- Tashan Location within Iran
- Coordinates: 30°49′45″N 50°12′05″E﻿ / ﻿30.82917°N 50.20139°E
- Country: Iran
- Province: Khuzestan
- County: Behbahan
- District: Tashan

Population (2016)
- • Total: 4,281
- Time zone: UTC+3:30 (IRST)

= Tashan, Khuzestan =

City in Khuzestan province, Iran

Tashan (تشان) (Note: Also romanized as Teshān; formerly the village of Mashhad (مشهد)) is a city in, and the capital of, Tashan District of Behbahan County, Khuzestan province, Iran. It also serves as the administrative center for Tashan-e Sharqi Rural District. (Note: Formerly Tashan Rural District)

==Demographics==
===Population===
At the time of the 2006 National Census, the population was 461 in 93 households, when it was in Tashan-e Sharqi Rural District.

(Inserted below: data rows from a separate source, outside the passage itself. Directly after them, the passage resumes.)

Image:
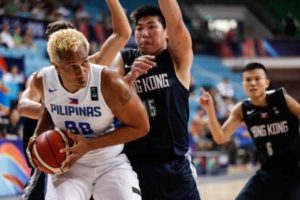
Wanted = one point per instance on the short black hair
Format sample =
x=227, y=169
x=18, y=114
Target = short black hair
x=255, y=65
x=58, y=25
x=148, y=10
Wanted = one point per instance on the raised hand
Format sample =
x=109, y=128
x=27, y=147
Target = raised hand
x=206, y=99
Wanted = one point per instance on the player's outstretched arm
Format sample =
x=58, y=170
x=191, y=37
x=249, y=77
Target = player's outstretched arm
x=29, y=103
x=293, y=105
x=118, y=39
x=126, y=106
x=221, y=134
x=179, y=38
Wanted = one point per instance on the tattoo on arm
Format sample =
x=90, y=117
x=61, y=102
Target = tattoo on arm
x=125, y=96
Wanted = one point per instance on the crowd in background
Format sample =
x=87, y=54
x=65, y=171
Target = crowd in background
x=229, y=45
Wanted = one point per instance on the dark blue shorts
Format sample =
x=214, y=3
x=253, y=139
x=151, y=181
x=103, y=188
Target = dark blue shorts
x=271, y=186
x=166, y=180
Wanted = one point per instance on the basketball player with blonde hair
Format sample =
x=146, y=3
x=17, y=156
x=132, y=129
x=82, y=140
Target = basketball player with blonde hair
x=96, y=165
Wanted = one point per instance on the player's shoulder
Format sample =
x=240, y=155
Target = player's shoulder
x=37, y=77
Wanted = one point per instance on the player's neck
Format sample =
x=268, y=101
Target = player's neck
x=260, y=101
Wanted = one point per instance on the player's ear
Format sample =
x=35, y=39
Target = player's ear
x=56, y=67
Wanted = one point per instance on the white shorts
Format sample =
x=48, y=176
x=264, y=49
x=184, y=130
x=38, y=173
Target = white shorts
x=114, y=180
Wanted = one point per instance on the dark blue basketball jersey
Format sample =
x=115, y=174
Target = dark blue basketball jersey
x=274, y=130
x=166, y=101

The following census in 2011 counted 471 people in 121 households. The 2016 census measured the population as 4,281 people in 1,159 households, by which time Mashhad had merged with the villages of Ablesh, Chahardahi-ye Asgar, Chahardahi-ye Sohrab, Deh-e Ebrahim, Kalgeh Zar, Masiri, Sarallah, Shahrak-e Taleqani, and Tall Kohneh to form the city of Tashan.